Over the past few months, my girlfriend and I have been spending a lot of time with Satisfactory, safe to say we’ve become pretty addicted.
Satisfactory is a game about factory management and planetary exploration (or *cough* exploitation). As a pioneer for FICSIT Inc., you drop onto an alien world with just a handful of tools. Your mission: harvest natural resources to construct increasingly complex automated factories. Think conveyor belts, lots of them.
The coal plant in a mountain lake is one of our greater achievements so far.
The main challenge we faced was the sheer time required to manufacture complex components. For example, creating rotors requires iron rods and screws. These are fabricated from iron ingots, which comes from smelting iron ore.
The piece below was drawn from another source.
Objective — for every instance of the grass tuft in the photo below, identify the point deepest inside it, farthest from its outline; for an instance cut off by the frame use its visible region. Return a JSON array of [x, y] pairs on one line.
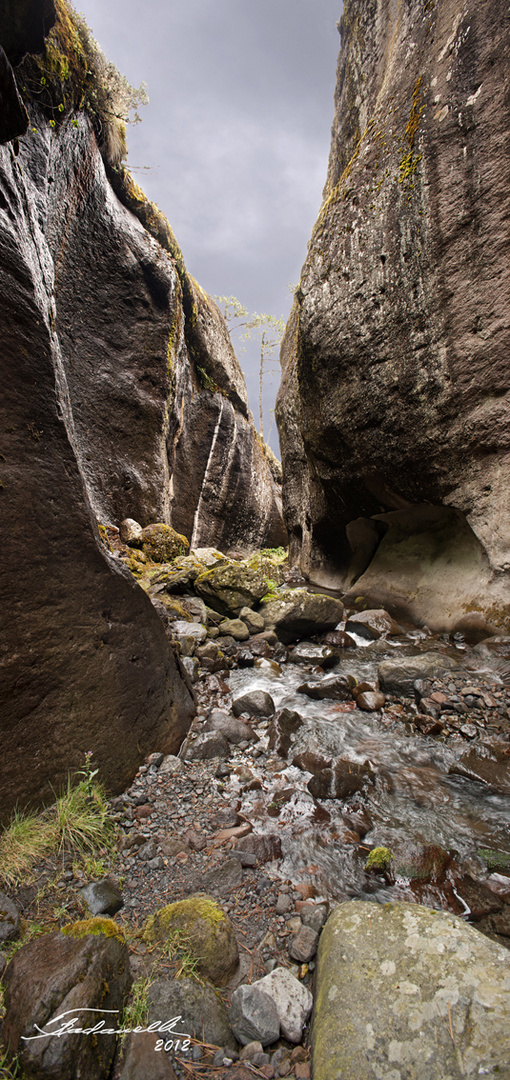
[[28, 838], [136, 1012], [77, 822]]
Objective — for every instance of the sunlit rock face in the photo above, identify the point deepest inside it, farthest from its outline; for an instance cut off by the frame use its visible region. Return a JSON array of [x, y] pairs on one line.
[[110, 355], [394, 392]]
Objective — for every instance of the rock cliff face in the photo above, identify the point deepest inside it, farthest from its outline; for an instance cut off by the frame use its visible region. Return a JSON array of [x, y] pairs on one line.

As parts become more advanced, the fabrication chains grow longer and more time-consuming.
0 Days since last accident.
While the fun lies in designing these processes, it can take hours for your factory to generate the quantities you need. Sadly, your factory only runs while the game is running. If you have bottlenecks in your fabrication process (and let’s be honest, you will), you’re often left waiting on your factory’s slow output rate.
This is where hosting a dedicated server comes in handy, which keeps your factory producing 24/7; you simply connect as a client and reap the rewards of overnight production.
Nothing like checking your factory first-thing in the morning with a cup of joe.
If you have an old Windows computer lying around, setting up a dedicated server is fairly trivial thanks to SteamCMD. To install (or update) your dedicated server, simply run the following snippet in your command line:
steamcmd.exe +force_install_dir C:\GameServers\SatisfactoryServer
+login anonymous +app_update 1690800 -beta public validate +quit
- The
+login anonymousparameter allows Steam downloads without a Steam account. - The
+app_update 1690800parameter points to Satisfactory’s dedicated server App ID.
To start the server, run the following command from the dedicated server’s directory:
.\FactoryServer.exe -log -unattended
Just save these snippets as a Windows batch file (.bat). That’s another thing automated, whoo-hoo!
One of the best parts of the game is looking at your finished creations and realizing you sank way too many hours into it.
Satisfactory certainly earned a permanent spot on my list of favorite games. I first played it with my best bud when it launched as early access on Steam, and while it had its fair share of rough edges back then, Coffee Stain Studios have updated it with such dedication that it became one of the best rated games on Steam.